How to Avoid the System Font Permission Pop-up
When entering commands in the WebIDE terminal, the browser may show a system font permission pop-up. Prevent this with the following setting:
Copy chrome://settings/content/localFonts to the browser address bar to open font settings. Click Add next to "Sites can ask to use fonts installed on your device", then add [*.]cnb.space to the list.
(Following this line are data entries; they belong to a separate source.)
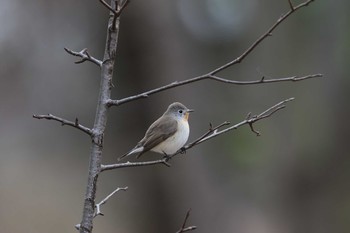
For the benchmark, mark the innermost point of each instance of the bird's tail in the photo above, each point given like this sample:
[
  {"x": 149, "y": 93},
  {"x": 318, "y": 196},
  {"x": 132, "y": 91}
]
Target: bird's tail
[{"x": 133, "y": 151}]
Resolving Shortcut Conflicts
When WebIDE shortcuts conflict with browser shortcuts, use the local client for remote development.
VSCode Configuration File Roaming
Configuration File Paths
WebIDE configuration file (settings.json) paths:
- User dimension:
~/.local/share/code-server/User/settings.json. Configuration will roam by user dimension to save personal settings - Machine dimension:
~/.local/share/code-server/Machine/settings.json. Can be modified in .ide/Dockerfile to achieve configuration sharing - Repository dimension:
.vscode/settings.json. Relative to current workspace (default is/workspace), i.e., repository root directory
VSCode client (Remote-SSH) configuration file (settings.json) paths:
- User dimension: Stored locally on user's machine, can be configured manually
- Machine dimension:
~/.vscode-server/data/Machine/settings.json. Can be modified in .ide/Dockerfile to achieve configuration sharing - Repository dimension:
.vscode/settings.json. Relative to current workspace (default is/workspace), i.e., repository root directory
More Sharing Strategies
- User dimension sharing: Enables configuration sharing for the same user while isolating different users
For WebIDE: User dimension configuration file (settings.json) will automatically roam and only affect the user themselves.
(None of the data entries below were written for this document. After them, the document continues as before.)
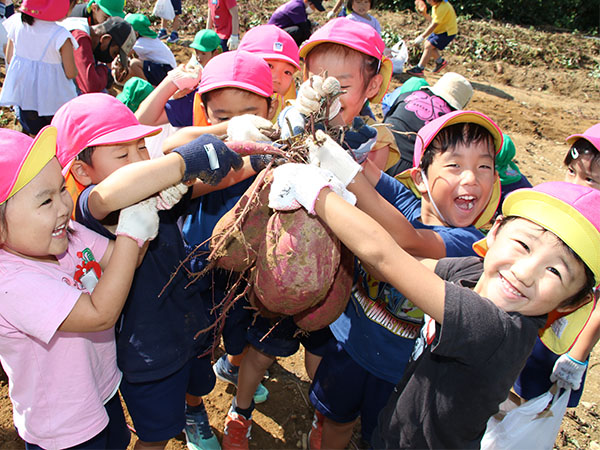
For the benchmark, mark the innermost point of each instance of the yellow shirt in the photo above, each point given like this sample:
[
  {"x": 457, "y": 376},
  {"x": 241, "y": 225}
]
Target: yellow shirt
[{"x": 443, "y": 14}]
Note: For clients, the user-level configuration file is stored locally and cannot roam. If configuration changes are needed, modify the local configuration file manually.
- Repository dimension sharing: Enables configuration sharing within the same repository while isolating different repositories
How to share configuration within the same repository: Simply commit .vscode/settings.json file to the repository
- Environment dimension sharing: Enables cross-repository environment sharing
If you already have a built development environment image, you can directly use it in .cnb.yml configuration:
$:
vscode:
- name: vscode
services:
- vscode
docker:
# Use custom image as development environment
image: groupname/imagename:latestHow to Install VSCode Extensions
When customizing a development environment, you can install commonly used VSCode extensions in a Dockerfile for reuse. There are two installation methods.
Note: WebIDE uses open-vsx (open source) as its extension source, not the Microsoft official extension source (closed source). If certain extensions are missing from open-vsx, you can search and download .vsix packages from the Microsoft source.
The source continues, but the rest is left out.